Simon Birmingham: While this is largely a matter for Queensland, it worries me to the extent that it goes to how committed states and territories are to doing the hard yards to achieve educational excellence to making sure that they’re putting in every possible effort to lift performance outcomes in their schools. And this change, which would have seen Queensland firstly catch up with the rest of the country and shifting to an ATAR type model, and secondly brings in more external assessment as I understand it in to the calculation of year 12 scores for tertiary admission is the type of change that can help to give greater confidence, lift standards, lift ambition, and that’s the type of thing we should be focusing on across our schooling sector and particularly for the states and territories who actually run our school systems, and the Commonwealth plays a policy leadership role and a core funding role as they’ve been discussing. But the States and territories run our school systems and they ought to be doing everything possible to lift standards and achieve reform as quickly as they can, not just kicking the can down the road.
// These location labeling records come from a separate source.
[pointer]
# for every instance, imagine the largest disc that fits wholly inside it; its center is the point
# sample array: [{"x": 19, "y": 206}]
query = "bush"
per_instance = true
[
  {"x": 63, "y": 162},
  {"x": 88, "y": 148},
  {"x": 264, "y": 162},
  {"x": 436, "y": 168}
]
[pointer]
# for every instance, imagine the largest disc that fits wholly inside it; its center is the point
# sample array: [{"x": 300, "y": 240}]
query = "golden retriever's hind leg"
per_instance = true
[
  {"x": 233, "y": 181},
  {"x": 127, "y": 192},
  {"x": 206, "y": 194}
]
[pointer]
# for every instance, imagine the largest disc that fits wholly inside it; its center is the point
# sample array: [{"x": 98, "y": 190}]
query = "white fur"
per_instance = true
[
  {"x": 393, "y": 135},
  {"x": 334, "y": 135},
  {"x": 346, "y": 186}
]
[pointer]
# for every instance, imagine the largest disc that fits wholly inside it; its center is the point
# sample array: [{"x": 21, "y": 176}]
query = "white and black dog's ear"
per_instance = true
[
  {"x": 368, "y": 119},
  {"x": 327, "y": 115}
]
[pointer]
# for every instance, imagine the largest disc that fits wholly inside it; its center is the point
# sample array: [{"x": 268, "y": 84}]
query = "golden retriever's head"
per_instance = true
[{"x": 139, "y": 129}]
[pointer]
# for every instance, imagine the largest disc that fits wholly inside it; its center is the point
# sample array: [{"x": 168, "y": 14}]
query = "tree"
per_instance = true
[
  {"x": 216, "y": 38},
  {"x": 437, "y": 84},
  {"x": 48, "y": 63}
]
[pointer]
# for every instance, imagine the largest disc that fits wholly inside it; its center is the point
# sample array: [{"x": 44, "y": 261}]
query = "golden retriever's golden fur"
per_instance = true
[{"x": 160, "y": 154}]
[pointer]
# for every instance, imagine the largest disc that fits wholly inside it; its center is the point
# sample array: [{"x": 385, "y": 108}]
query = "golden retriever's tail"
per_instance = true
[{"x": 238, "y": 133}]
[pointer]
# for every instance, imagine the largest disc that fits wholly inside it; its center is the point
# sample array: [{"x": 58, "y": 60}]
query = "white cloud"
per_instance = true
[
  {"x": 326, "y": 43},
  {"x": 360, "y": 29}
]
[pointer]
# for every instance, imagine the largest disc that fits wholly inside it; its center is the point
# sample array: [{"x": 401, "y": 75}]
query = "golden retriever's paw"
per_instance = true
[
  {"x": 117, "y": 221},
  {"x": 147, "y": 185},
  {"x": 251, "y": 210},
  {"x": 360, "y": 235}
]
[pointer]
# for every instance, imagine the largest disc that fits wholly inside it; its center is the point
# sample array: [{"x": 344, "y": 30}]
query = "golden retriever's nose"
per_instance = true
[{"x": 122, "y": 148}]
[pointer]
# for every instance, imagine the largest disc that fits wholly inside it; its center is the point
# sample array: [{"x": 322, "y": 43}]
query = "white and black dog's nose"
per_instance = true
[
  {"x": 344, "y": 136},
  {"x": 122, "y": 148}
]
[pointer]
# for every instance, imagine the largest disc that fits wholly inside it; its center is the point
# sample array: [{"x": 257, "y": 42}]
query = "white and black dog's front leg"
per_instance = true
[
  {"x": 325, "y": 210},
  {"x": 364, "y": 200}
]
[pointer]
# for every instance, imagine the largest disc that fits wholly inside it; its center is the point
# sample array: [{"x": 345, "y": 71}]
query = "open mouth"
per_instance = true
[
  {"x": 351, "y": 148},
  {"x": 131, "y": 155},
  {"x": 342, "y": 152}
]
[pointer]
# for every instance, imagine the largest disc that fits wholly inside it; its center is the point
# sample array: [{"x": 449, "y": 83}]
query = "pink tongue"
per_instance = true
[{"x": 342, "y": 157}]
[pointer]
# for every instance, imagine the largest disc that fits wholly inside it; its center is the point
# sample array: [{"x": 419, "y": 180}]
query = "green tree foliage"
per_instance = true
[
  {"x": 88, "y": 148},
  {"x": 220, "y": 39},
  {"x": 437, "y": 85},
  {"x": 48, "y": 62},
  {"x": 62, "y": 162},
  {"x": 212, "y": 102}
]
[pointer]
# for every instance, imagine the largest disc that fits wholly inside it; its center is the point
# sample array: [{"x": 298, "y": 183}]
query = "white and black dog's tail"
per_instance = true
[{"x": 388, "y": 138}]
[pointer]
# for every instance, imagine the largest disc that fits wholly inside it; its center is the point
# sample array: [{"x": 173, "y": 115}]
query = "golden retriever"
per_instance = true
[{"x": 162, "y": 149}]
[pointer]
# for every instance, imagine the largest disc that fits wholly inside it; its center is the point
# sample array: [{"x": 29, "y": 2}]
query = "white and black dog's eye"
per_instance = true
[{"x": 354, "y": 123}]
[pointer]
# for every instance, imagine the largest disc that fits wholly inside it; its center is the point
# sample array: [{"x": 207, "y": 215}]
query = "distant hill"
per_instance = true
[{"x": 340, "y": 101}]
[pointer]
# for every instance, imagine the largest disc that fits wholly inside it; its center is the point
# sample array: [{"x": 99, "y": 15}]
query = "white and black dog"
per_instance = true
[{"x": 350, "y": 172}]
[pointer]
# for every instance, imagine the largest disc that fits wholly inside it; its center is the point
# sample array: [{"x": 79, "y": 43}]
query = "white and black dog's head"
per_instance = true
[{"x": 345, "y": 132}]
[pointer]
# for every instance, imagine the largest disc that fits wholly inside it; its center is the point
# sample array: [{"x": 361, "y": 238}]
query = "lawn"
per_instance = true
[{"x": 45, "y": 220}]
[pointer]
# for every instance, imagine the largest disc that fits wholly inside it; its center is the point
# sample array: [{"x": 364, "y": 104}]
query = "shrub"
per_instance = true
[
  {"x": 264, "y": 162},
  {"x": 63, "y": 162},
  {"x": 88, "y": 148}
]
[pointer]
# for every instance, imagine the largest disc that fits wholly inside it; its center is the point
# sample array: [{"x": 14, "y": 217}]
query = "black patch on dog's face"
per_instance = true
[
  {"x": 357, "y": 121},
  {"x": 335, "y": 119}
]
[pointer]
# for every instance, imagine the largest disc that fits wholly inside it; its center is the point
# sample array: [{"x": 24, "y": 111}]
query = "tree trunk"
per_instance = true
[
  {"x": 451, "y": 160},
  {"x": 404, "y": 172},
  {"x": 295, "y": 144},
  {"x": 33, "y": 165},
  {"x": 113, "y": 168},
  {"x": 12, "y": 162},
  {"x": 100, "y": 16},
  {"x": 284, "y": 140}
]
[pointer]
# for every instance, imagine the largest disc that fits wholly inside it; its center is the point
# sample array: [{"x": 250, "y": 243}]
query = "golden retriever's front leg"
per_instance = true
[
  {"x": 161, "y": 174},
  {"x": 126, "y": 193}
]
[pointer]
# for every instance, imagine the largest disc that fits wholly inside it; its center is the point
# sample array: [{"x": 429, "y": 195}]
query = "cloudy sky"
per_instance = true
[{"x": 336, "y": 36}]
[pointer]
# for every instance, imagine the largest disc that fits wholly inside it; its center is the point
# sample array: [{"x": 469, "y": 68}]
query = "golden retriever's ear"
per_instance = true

Steve Austin: Well similarly for NAPLAN online marking in Queensland has been pushed back till 2018 for our NAPLAN scores. Do you have the same concerns about that?
Simon Birmingham: Look I’m concerned on a couple of front there. One is that there were technology concerns about the shift to NAPLAN online, and they were shared across jurisdictions. So I understand why the trial didn’t go ahead this year, but it is important there be a strong commitment to making this work and be getting that transition occur because the shift to NAPLAN online can make the data much richer and get it much faster into the hands of teachers in our schools and parents and to ensure that they actually then are able to use NAPLAN effectively and more effectively than they can right now.
Steve Austin: So are you concerned about Queensland’s Education Minister’s commitment to this?
Simon Birmingham: Well I really hope that Kate is a clear cut commitment that Queensland will support this transition, not look for every excuse in the future to duck out of it or to raise concerns or scare tactics. And I also hope that Kate and Queensland will look to support further reforms around NAPLAN that lift the level of standard that isn’t set, so that we have a clearer picture not just of whether students are meeting a minimum standard but whether they’re actually meeting the proficient standard for their year level. And I hope that that’s something that we can achieve to ensure that again, teachers and parents have far greater information to know whether their child is succeeding and if they’re not what steps need to be taken to give them assistance to succeed in the future.
Steve Austin: Minister, thanks for your time.
Simon Birmingham: A pleasure, Steve.
[End of excerpt]
Steve Austin Australia’s Education Minister Simon Birmingham. He’s in Brisbane today going to a number of schools, and no doubt you’ll see details or hear details on ABC Radio throughout the day and then ABC TV tonight.